El mirador solía estar tan concurrido como la misma playa y en él se mezclaban los que miraban con los bañistas que subían a fumarse un cigarro a la sombra o a comprarse un bocadillo y un refresco en alguna de las tiendas cercanas. En aquel tiempo, a comienzos de los años setenta, a la playa se iba de verdad, a pasar horas y horas, sin temor a quemarse ni a coger una insolación, por lo que si no te llevabas la comida había que ir a buscarla.
En los años setenta, toda esa franja de litoral que llegaba hasta el palmeral del Zapillo gozaba de un prestigio que no tenía la popular playa de las Almadrabillas. Se había convertido en la zona de expansión y su playa en un punto de reunión de la juventud estudiantil de la época y en el lugar preferido de los pocos turistas que nos visitaban en los meses de julio y agosto.
Cuando llegaban los meses cálidos los apartamentos, recién estrenados, colgaban el cartel de no hay billetes. Fueron muchas las familias almerienses que invirtieron sus ahorros en un piso turístico en el Zapillo y cuando llegaba el mes de julio, cuando los niños habían terminado las clases, dejaban el centro de la ciudad para convertirse en veraneantes, aunque estuvieran a un cuarto de hora de su residencia habitual.
A esta legión de turistas autóctonos había que unir la lista de veraneantes de fuera, los que llegaban mayoritariamente de las provincias interiores de Andalucía, sobre todo de Granada y de Jaén. Venían blancos como el papel y se iban tostados, como si le hubieran cambiado la piel, y en cierto modo ocurría de verdad esa mutación, ya que la piel se le iba cayendo a tiras por los efectos del sol, del que nunca se cansaban.

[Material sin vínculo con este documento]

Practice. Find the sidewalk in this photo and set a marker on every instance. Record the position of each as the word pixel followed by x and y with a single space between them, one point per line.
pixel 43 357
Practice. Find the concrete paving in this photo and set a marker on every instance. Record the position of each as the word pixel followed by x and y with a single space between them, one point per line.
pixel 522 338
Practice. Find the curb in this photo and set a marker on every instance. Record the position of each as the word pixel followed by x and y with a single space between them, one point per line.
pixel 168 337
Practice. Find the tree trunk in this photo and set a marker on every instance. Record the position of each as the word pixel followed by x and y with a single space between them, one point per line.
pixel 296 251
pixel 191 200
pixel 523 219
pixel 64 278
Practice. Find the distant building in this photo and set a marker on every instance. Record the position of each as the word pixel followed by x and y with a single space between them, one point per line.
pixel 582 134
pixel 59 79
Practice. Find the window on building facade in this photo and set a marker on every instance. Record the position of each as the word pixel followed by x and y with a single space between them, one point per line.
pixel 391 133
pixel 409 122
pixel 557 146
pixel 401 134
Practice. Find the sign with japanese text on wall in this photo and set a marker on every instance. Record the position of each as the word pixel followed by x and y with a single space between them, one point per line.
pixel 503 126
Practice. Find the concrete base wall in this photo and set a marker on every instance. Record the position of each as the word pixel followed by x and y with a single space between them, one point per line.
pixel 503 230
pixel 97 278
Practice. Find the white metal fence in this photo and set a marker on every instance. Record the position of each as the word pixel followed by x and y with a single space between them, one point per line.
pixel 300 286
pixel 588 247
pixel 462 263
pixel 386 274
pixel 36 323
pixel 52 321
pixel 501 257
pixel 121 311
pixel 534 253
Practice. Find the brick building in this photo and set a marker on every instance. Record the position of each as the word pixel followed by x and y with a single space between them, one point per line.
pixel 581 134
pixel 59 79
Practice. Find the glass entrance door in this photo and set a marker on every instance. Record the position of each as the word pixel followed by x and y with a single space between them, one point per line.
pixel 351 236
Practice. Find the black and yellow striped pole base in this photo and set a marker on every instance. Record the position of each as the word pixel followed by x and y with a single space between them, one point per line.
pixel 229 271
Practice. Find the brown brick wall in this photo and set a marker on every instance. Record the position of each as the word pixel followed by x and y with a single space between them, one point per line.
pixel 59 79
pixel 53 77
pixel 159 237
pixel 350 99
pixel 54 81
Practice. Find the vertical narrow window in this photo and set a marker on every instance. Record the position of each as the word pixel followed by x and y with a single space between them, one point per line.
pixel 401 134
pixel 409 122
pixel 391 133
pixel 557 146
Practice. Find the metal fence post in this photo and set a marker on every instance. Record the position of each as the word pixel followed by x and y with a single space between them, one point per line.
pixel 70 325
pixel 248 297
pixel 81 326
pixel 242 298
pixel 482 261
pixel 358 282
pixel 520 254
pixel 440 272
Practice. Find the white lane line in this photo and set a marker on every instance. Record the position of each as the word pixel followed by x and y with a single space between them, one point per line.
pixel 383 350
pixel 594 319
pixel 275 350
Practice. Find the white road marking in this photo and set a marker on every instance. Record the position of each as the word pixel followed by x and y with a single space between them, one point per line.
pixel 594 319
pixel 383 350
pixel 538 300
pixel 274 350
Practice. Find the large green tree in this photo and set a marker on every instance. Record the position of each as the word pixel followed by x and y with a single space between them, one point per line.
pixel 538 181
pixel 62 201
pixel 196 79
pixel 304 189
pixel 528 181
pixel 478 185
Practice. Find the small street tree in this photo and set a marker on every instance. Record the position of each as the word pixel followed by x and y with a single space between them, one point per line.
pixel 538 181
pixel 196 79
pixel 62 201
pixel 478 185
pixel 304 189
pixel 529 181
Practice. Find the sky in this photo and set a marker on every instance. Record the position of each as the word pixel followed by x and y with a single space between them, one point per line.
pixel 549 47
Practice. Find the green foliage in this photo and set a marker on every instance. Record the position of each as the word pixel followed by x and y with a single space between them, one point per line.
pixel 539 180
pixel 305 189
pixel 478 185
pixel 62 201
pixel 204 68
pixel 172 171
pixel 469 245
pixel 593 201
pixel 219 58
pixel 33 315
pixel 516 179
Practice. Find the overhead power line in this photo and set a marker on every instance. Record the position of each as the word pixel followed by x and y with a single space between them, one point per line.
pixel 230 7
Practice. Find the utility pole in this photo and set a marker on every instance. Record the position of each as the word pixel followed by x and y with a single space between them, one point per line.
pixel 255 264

Entre los que llegaban de Almería y los que aterrizaban de fuera, las playas de San Miguel, las Conchas, los Tritones y el Zapillo se transformaban durante dos meses en nuestra Ipanema particular, un escenario propicio para que los ‘piratas’ de secano, los amigos de lo ajeno, hicieran su agosto (nunca mejor dicho) en aquellos complicados primeros años de la Transición, cuando esa franja playera se convertía en un auténtico territorio comanche.
Entonces era habitual entre los jóvenes que venían del centro llevarse a la playa la Vespino o la Mobylette, que eran las motos que estaban de moda entre los adolescentes y dejarla aparcada lo más cerca posible para tenerla vigilada. Pero en muchas ocasiones la astucia de los ladrones superaba cualquier obstáculo y eran frecuentes los robos de motocicletas a plena luz del sol. Se fue creando un grupo de especialistas en robos de playa, auténticos maestros en el arte de mangar, que no solo te quitaban la moto aunque tuviera dos candados, sino que además se entretenían en dejar ‘pelados’ a los bañistas, sobre too a aquellos que venían de fuera, a los veraneantes que vivían ajenos a esta realidad.
Los objetivos más buscados eran los bolsos de las mujeres para llevarse los relojes, los monederos y hasta las latas de Nivea. La ‘pasma’, como le decíamos en aquel tiempo a los policías, aumentaba la vigilancia en la zona y se dejaba ver para intimidar, pero los intrépidos ‘chorizos’ eran tipos con paciencia y sabían esperar su momento para arramblar con todo lo que encontraban por delante.